Título: Venceu a inércia
Autor: Cruvinel, Tereza
Fonte: O Globo, 14/06/2007, O Globo, p. 2

Entre os que nada querem mudar no sistema político, há os que não enxergam suas mazelas e há os que, mesmo sabendo delas, preferem as regras atuais porque conseguem se dar bem com elas. Eles ganharam ontem, impedindo a votação do primeiro ponto da reforma política pela Câmara, o voto em lista fechada. Mas foi melhor. Se tivesse havido a votação, a rejeição ou a aprovação teria acontecido por escassa maioria. Uma mudança dessa envergadura não deve jamais desprezar a legitimidade que só a ampla convergência propicia.

Nem por isso deve agora a Câmara desistir da reforma política, ainda que o voto em lista fosse a base do projeto amarrado pelo deputado Ronaldo Caiado. Entre os muitos que falaram sobre o inteiro teor da reforma, o mais pedagógico foi Onyx Lorenzoni, também do DEM, demonstrando o quanto a mistura entre personalismo eleitoral, financiamento privado, campanhas dispendiosas e infidelidade partidária têm estimulado e facilitado o delito, a transgressão, o caixa dois, a mistura entre público e privado, culminando no que ficou conhecido em 2005 como mensalão, o compartilhamento indecente de um caixa dois pelo PT e seus partidos aliados. Mas no plenário nervoso, onde até velhos amigos se estranhavam ontem por conta da votação que acabou não ocorrendo, prevalecia o entendimento de que cada um deve ser dono de seu mandato.

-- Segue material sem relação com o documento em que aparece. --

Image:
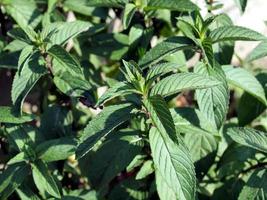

Pesaram argumentos sobre o controle que os caciques teriam sobre a lista, como se já não o tivessem. Falavam que vão encher as listas de parentes, como na Argentina, como se o plenário já não fosse habitado pelos filhotes de velhos políticos. Tudo isso tem agora uma chance de ser mais bem discutido pelos que sinceramente buscam a melhor reforma. Para os que acham que está tudo bem, ficou muito bem. Há medidas provisórias a serem votadas, e, enquanto estiverem trancando a pauta, a reforma política fica no congelador. Outros projetos e medidas provisórias podem manter o bloqueio por mais tempo.

A tentativa de votação de ontem mostrou que nem o PT desfruta mais da velha disciplina. Fechada a questão a favor da lista, mais de 30, liderados pelos deputados Cândido Vaccarezza, Carlos Zarattini e Sérgio Carneiro, se dispunham a votar contra. Isso pesou na aprovação do requerimento de Arnaldo Faria de Sá, pela retirada do assunto da pauta. Já pesara, e muito, a decisão do PSDB de encaminhar contra a lista, sob a batuta do deputado Arnaldo Madeira, seu ferrenho combatente. Certo é que, em todos os partidos, talvez com exceção do DEM, haveria dissidências. Não é mesmo recomendável mudar o sistema de escolha dos que representam o povo num tal quadro de dissensão. Mas o objetivo parece ser este mesmo: passar a impressão de que divergem sobre o que mudar, quando na verdade o que se quer é conservar. Isso vale pelo menos em relação aos que foram vitoriosos ontem.